Deploying proprietary Deep Neural Networks (DNNs) on commodity edge devices demands hardware-backed Digital Rights Management (DRM) capable of withstanding both software-level and physical adversaries. In Unified Memory Architecture (UMA) systems, the host CPU and Neural Processing Unit (NPU) share physical DRAM, leaving plaintext model weights directly readable by a compromised OS kernel. Existing defenses fail in this constrained setting: trusted execution environments monopolize scarce memory with permanently reserved regions, while full-memory encryption operates at page granularity. This forces the system to fetch massive 4 KB memory pages for sub-page tensor tiles, severely crippling bandwidth. We present Tessera, a reference architecture for inline, cache-line granularity weight decryption on UMA edge accelerators. The design intercepts 64-byte AXI bursts, computing AES-256-CTR keystreams in parallel with DRAM fetches. This streams plaintext directly into isolated NPU SRAM, creating a transient memory footprint confined to the active tile and eliminating the need for permanent memory carve-outs. Measurements across three distinct SoC platforms demonstrate that this parallelization hides cryptographic latency behind standard DRAM fetch times, a condition that holds even under worst-case timing variations. Consequently, Tessera is projected to achieve 98.4\% of the theoretical memory bandwidth ceiling (a mere 1.6\% overhead). Across standard vision and language models, page-level memory encryption suffers up to a 32x bandwidth penalty, whereas Tessera maintains an optimal 1x footprint for all layer geometries. Finally, Tessera neutralizes major UMA-specific attack vectors -- including physical DRAM extraction, rogue DMA, and compute hijacking -- and formally prevents plaintext leakage across sparse tensors.

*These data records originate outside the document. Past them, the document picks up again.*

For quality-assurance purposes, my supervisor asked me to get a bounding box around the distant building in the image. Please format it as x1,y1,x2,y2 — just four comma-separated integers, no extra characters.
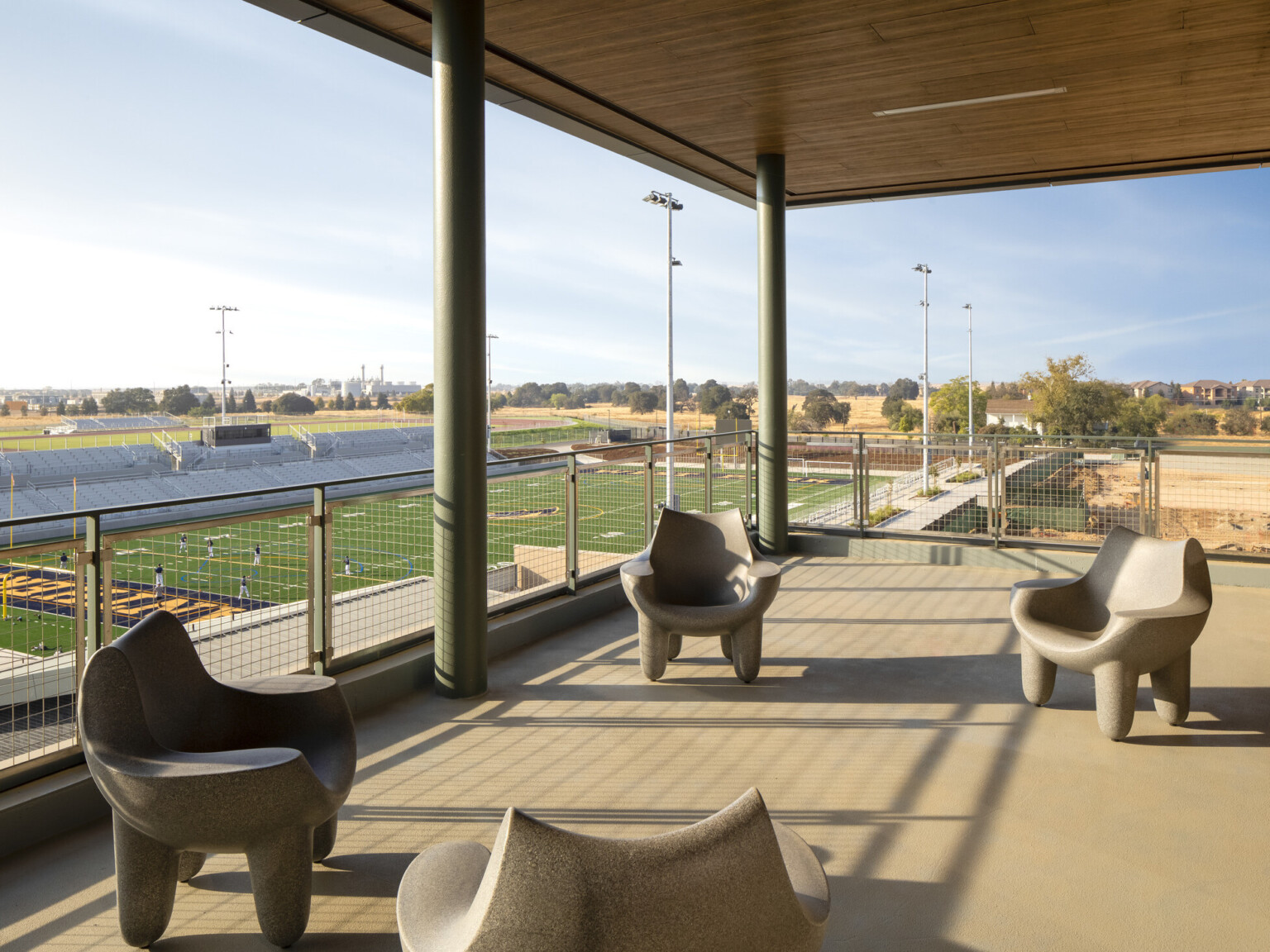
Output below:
1181,379,1239,405
986,400,1045,433
1234,379,1270,400
1129,379,1172,398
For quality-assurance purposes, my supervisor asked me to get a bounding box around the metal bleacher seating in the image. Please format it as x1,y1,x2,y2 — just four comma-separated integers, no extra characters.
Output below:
0,426,446,540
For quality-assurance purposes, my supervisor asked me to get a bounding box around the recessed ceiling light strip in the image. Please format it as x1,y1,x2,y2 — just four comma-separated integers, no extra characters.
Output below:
874,86,1067,116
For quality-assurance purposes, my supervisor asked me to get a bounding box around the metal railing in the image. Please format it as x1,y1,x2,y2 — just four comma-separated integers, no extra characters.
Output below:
0,433,756,788
790,433,1270,559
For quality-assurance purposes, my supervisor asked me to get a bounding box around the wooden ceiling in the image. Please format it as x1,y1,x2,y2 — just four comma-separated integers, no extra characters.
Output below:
251,0,1270,206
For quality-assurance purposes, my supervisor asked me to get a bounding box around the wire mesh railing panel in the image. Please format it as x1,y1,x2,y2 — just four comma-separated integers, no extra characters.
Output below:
103,512,310,680
0,545,84,770
1000,445,1149,543
789,440,858,526
486,466,569,608
327,490,434,658
710,436,753,516
1154,452,1270,555
578,450,644,578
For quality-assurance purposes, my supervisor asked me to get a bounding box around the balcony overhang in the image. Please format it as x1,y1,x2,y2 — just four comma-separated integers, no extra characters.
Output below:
249,0,1270,207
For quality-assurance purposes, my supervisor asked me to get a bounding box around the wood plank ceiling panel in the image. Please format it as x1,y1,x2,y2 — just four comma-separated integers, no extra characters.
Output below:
299,0,1270,204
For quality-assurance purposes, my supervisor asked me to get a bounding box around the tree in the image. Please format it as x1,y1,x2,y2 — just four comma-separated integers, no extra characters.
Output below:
697,378,736,414
715,400,749,420
508,381,547,407
886,377,922,400
929,376,988,433
803,387,851,428
398,383,432,414
273,393,318,416
1222,407,1258,436
1019,355,1125,436
102,387,159,416
626,390,658,414
159,383,198,416
1163,407,1216,436
1111,396,1168,436
890,403,922,433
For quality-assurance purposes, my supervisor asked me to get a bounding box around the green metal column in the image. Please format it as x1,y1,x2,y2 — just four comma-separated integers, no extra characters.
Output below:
758,154,789,554
432,0,488,697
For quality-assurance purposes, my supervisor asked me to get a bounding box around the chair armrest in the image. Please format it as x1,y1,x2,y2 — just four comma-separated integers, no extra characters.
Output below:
1113,593,1213,621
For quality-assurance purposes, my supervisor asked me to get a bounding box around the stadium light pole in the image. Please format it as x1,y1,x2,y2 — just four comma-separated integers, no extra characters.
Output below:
962,305,974,447
913,264,931,494
644,192,683,509
207,305,237,424
485,334,498,453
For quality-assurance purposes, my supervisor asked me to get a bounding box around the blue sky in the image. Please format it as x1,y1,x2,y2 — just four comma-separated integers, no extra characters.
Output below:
0,0,1270,387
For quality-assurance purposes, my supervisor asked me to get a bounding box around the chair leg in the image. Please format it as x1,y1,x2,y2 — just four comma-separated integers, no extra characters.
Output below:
639,616,671,680
1019,639,1058,707
732,618,763,684
313,814,339,863
114,814,179,948
246,826,313,948
177,850,207,883
1093,661,1138,740
1151,649,1190,727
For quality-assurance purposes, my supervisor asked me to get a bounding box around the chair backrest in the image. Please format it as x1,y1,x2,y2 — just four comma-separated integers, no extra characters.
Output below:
465,788,819,952
103,612,226,753
1085,526,1213,612
649,509,753,606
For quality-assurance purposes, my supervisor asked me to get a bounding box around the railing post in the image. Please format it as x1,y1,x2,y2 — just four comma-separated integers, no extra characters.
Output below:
564,455,578,595
701,436,714,516
78,516,102,674
644,445,654,545
988,436,1006,549
308,486,332,674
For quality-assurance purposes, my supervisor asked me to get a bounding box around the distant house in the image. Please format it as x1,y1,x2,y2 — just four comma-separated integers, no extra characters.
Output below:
1129,379,1172,398
986,400,1044,433
1182,379,1239,403
1234,379,1270,400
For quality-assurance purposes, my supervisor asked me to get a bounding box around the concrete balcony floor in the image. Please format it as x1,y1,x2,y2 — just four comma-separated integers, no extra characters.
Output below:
0,557,1270,952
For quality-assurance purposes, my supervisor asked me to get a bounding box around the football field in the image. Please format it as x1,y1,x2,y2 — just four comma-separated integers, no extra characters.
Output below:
0,464,886,655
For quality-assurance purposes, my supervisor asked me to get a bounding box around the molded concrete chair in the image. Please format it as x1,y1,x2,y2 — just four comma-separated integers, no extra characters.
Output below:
398,788,829,952
623,509,781,683
79,612,357,947
1010,526,1213,740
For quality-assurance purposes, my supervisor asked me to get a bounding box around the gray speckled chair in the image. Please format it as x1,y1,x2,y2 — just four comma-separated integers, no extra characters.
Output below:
398,788,829,952
1010,526,1213,740
623,509,781,683
79,612,357,947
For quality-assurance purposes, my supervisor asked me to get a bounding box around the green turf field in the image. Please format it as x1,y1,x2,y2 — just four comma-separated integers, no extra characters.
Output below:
0,464,886,654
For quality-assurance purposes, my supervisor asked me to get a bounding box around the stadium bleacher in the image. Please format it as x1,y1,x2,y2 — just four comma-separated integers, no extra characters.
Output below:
57,414,185,433
0,429,477,542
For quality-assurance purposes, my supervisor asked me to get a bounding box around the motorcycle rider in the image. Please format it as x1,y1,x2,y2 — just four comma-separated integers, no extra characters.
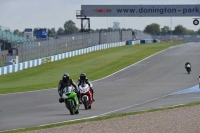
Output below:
58,73,82,104
77,73,95,101
185,62,192,71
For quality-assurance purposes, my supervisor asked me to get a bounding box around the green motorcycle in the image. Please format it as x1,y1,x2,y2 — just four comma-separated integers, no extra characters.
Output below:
62,86,79,115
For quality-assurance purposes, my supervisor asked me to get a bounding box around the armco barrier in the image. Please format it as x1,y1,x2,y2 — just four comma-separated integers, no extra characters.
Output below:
0,40,143,75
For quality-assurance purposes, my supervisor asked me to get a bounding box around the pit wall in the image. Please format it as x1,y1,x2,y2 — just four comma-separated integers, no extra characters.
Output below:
0,40,140,75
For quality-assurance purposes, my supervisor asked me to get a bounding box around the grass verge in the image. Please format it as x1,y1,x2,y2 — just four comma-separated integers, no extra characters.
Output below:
0,42,182,94
2,102,200,133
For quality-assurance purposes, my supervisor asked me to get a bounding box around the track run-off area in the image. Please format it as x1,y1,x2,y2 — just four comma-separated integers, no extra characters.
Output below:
0,43,200,131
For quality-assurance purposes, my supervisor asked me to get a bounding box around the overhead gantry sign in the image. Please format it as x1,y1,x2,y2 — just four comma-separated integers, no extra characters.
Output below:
79,4,200,31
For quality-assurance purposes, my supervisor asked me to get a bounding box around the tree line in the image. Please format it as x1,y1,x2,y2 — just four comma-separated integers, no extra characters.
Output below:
13,20,200,37
144,23,200,35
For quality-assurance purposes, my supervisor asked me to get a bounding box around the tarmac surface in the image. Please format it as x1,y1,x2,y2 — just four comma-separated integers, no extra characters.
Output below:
0,43,200,131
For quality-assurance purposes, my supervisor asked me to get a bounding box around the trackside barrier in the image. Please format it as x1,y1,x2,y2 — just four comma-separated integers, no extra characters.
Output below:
0,40,140,75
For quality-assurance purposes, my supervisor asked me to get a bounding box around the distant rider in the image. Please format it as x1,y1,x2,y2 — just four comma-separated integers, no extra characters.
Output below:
185,62,191,69
77,73,95,101
58,73,81,104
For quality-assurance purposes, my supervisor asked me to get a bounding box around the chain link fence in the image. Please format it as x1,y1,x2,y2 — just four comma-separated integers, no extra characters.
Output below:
152,35,200,42
0,29,132,63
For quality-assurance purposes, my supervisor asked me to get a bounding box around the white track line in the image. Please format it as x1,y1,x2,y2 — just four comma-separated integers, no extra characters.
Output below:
0,93,191,132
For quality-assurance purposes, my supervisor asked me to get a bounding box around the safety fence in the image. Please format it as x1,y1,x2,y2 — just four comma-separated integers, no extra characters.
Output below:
0,40,140,75
152,35,200,42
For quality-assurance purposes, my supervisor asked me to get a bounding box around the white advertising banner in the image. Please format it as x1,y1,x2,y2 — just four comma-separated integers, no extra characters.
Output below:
81,4,200,17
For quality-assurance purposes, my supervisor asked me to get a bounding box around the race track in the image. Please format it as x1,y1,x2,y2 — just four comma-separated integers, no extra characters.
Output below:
0,43,200,131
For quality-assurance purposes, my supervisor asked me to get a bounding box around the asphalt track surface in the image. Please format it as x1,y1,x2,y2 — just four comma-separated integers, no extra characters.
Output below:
0,43,200,131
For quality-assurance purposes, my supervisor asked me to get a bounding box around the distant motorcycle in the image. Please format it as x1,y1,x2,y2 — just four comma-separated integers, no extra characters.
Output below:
185,64,191,74
79,83,93,109
62,86,79,115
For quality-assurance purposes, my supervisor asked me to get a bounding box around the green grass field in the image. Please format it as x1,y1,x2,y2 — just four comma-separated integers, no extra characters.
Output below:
0,42,182,94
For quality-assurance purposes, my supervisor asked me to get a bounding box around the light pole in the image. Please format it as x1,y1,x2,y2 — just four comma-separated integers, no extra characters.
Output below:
0,42,3,67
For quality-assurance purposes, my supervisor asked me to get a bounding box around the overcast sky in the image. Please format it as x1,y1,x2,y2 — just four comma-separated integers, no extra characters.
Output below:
0,0,200,31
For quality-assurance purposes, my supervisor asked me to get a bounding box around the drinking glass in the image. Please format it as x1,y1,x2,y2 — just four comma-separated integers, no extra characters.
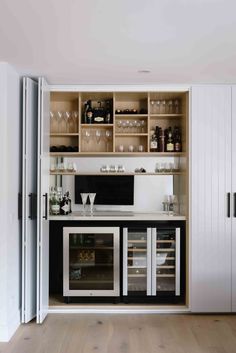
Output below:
174,99,180,114
150,100,155,114
160,99,166,114
95,130,102,144
50,112,55,132
56,111,63,133
167,99,173,114
63,112,71,132
140,120,146,133
71,111,79,132
83,130,91,143
89,193,96,214
105,130,112,152
117,120,122,132
156,100,161,114
80,192,89,214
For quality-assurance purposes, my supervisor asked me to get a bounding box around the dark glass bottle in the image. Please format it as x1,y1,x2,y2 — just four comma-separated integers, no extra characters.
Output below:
150,132,158,152
166,127,174,152
105,100,112,124
86,100,93,124
158,128,165,152
60,193,70,215
173,126,182,152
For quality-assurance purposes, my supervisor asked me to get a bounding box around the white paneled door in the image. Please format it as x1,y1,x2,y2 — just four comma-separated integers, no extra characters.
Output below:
37,78,50,323
190,86,232,312
21,77,38,323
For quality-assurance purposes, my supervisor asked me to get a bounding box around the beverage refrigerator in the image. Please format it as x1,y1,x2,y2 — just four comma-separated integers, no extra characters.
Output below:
122,222,185,303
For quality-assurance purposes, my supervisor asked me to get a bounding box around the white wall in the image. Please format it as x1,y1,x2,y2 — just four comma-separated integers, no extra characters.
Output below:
51,157,174,212
0,63,21,341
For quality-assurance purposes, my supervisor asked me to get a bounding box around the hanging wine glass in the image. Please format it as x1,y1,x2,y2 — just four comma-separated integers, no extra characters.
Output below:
56,111,63,133
71,111,78,132
63,111,71,133
105,130,112,152
95,130,102,144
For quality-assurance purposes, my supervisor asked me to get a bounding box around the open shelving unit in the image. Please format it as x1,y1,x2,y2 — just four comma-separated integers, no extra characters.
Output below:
50,92,188,157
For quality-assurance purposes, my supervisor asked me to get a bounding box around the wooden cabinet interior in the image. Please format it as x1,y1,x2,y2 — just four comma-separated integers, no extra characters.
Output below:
50,92,188,157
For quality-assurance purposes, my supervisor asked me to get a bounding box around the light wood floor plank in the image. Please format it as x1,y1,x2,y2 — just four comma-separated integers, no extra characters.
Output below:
0,314,236,353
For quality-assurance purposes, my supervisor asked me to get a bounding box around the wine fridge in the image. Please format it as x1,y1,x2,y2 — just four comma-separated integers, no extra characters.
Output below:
122,227,185,302
63,227,120,297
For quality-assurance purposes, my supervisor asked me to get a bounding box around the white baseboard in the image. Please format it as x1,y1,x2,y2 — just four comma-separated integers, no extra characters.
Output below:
0,310,21,342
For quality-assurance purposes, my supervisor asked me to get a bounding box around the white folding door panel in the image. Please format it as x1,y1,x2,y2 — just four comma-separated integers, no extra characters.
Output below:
21,77,38,323
37,78,50,323
231,86,236,312
190,85,231,312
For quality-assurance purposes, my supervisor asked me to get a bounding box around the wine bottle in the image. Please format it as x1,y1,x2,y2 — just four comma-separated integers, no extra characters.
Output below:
173,126,182,152
86,100,93,124
150,130,158,152
158,128,165,152
166,127,174,152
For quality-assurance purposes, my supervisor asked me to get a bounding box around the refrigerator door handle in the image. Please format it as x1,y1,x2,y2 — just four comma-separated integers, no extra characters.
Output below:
43,193,48,220
175,228,180,296
123,228,128,295
147,228,152,295
227,192,230,218
234,192,236,218
152,228,157,295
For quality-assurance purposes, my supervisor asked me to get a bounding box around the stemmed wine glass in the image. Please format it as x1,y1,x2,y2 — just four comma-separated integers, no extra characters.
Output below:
63,112,71,132
156,100,161,114
105,130,112,152
150,100,155,114
71,111,78,132
50,112,55,132
95,130,102,144
56,111,63,133
89,193,96,214
83,130,91,143
80,192,89,214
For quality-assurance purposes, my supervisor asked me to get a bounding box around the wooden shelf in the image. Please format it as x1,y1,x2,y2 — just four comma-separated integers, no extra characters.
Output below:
80,124,114,128
115,132,148,137
50,171,185,175
50,132,79,137
150,114,184,119
50,152,186,157
115,114,148,119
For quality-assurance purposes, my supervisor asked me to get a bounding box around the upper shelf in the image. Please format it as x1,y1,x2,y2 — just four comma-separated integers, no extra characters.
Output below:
50,152,186,157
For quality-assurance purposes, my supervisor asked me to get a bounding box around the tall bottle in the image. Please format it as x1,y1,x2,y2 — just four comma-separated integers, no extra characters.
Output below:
86,100,93,124
105,100,112,124
166,127,174,152
150,130,158,152
158,127,165,152
173,126,182,152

翻译：在商用边缘设备上部署专有深度神经网络（DNN），需要具备抗衡软件层面及物理层面攻击者的硬件支撑数字版权管理（DRM）。在统一内存架构（UMA）系统中，主机CPU与神经网络处理单元（NPU）共享物理DRAM，导致明文模型权重可被受损操作系统内核直接读取。现有防御机制在此受限场景下失效：可信执行环境以永久保留区域独占稀缺内存，而全内存加密以页粒度运作，迫使系统为子页张量切片提取高达4 KB的内存页，严重削弱带宽。本文提出Tessera——一种面向UMA边缘加速器的内联式、缓存行粒度权重解密参考架构。该设计通过拦截64字节AXI突发传输，在DRAM提取的同时并行计算AES-256-CTR密钥流，将明文直接流式传输至隔离的NPU SRAM内，形成仅限定于激活切片的瞬态内存足迹，从而消除永久内存预留需求。跨三款不同SoC平台的测量表明：该并行机制将密码学延迟隐藏于标准DRAM获取时间之下，即使在最坏时序变化条件下仍能成立。因此，Tessera预计可达到理论内存带宽上限的98.4%（仅1.6%开销）。在标准视觉与语言模型上，页级内存加密会产生高达32倍的带宽损耗，而Tessera对所有层几何构型均维持最优1倍内存足迹。最后，Tessera可消除UMA特有攻击向量（包括物理DRAM提取、恶意DMA及计算劫持），并从形式化层面防止稀疏张量的明文泄露。